# need to remotely control my PC[solved]

## Adel Ahmed

I need to gain access to the screen that is currently running on my PC (like team viewer but on a local network)

I use ssh for cli control

I'm using tightVNC but the problem is I cannot seem to access the screen that is being used

I would like to control my PC from the other side of the room, preferably using my LAN 

I'm open to suggestions

thanksLast edited by Adel Ahmed on Fri Mar 22, 2013 7:34 pm; edited 1 time in total

----------

## papahuhn

x11vnc or tigervnc with xorgmodule.

----------

## NeddySeagoon

blakdeath,

I'm sure VNC has (or used to have) a screenscraper mode, which is what you appear to want.

You can also run the vnc server and viewer on the same machine. Closing the viewer does not sop the server, its like screen in the shell.

This allows you to connect to the same vnc server from several places at the same time.
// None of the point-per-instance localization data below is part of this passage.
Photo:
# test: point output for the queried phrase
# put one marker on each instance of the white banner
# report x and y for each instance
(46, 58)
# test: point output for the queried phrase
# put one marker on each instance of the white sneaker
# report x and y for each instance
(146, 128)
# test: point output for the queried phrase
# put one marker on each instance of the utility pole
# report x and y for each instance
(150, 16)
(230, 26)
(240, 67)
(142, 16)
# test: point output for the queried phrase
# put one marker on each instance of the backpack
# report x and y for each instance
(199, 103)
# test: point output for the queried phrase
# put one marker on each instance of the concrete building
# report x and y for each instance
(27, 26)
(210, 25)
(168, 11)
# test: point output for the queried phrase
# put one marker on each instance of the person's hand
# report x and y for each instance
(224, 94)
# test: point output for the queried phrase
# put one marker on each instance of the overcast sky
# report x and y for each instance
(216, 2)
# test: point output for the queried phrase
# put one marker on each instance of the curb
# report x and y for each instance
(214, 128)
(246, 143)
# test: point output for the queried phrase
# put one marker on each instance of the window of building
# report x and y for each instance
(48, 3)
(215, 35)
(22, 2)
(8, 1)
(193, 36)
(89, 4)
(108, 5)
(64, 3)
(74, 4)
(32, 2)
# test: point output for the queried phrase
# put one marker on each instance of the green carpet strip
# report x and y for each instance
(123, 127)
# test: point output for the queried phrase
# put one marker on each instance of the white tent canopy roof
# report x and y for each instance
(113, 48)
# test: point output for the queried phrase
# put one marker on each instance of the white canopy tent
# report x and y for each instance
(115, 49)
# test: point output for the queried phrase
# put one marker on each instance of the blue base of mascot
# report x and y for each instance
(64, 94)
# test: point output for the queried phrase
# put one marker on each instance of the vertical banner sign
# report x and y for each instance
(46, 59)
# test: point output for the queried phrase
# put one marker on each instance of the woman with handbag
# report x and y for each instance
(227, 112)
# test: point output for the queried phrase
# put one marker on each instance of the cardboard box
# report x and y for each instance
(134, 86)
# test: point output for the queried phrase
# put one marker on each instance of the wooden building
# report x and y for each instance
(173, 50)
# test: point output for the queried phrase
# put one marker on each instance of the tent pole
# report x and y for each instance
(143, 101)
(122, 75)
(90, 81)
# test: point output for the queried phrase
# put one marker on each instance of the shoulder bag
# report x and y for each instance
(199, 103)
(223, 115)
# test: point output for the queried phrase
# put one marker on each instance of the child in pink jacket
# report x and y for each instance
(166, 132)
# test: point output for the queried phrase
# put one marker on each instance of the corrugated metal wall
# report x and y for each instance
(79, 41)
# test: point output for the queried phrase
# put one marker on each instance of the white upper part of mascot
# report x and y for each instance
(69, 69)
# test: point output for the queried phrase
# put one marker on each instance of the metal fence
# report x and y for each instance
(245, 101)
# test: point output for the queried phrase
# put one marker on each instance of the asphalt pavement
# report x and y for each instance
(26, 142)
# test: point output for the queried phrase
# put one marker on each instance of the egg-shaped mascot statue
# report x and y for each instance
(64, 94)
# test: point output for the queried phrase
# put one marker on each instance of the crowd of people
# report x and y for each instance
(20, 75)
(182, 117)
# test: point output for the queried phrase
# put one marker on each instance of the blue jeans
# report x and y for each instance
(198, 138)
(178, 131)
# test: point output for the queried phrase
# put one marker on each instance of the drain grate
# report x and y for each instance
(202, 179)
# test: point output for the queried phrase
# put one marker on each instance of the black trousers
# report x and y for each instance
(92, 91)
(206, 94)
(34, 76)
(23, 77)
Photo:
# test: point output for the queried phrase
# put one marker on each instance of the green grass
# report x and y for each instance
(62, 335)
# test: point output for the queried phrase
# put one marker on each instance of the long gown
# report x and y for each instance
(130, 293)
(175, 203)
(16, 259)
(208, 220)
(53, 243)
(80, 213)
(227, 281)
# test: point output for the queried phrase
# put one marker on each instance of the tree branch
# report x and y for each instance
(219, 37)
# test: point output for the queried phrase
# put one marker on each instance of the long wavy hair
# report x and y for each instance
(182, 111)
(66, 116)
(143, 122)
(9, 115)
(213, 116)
If you have expectations of running 3D accelerated games over VNC, do some bandwidth calculations.  It doesn't work.

----------

## Adel Ahmed

I've looked around for screen scraping but I could not find anything for tight vnc

can any1 tell me where to begin?

----------

## syn0ptik

you can remote access with X via nomachine NX server.

and capure with ffmpeg.

----------

## Gusar

Don't use screenscraping. Use, as papahuhn said, tigervnc with xorgmodule: https://forums.gentoo.org/viewtopic-p-6790302.html#6790302

----------

## Adel Ahmed

thanks alot, that was easier than I expected and works like a charm

cheers

----------

## tuber

Is there a performance penalty if I have the xorg module loaded, but no vnc client connected?

----------

## Gusar

 *tuber wrote:*   

> Is there a performance penalty if I have the xorg module loaded, but no vnc client connected?

 

That's a very interesting question that I've asked myself on occasion. But I was always too lazy to follow up on it. I have it turned on all the time, and all I can say is I don't notice anything.

----------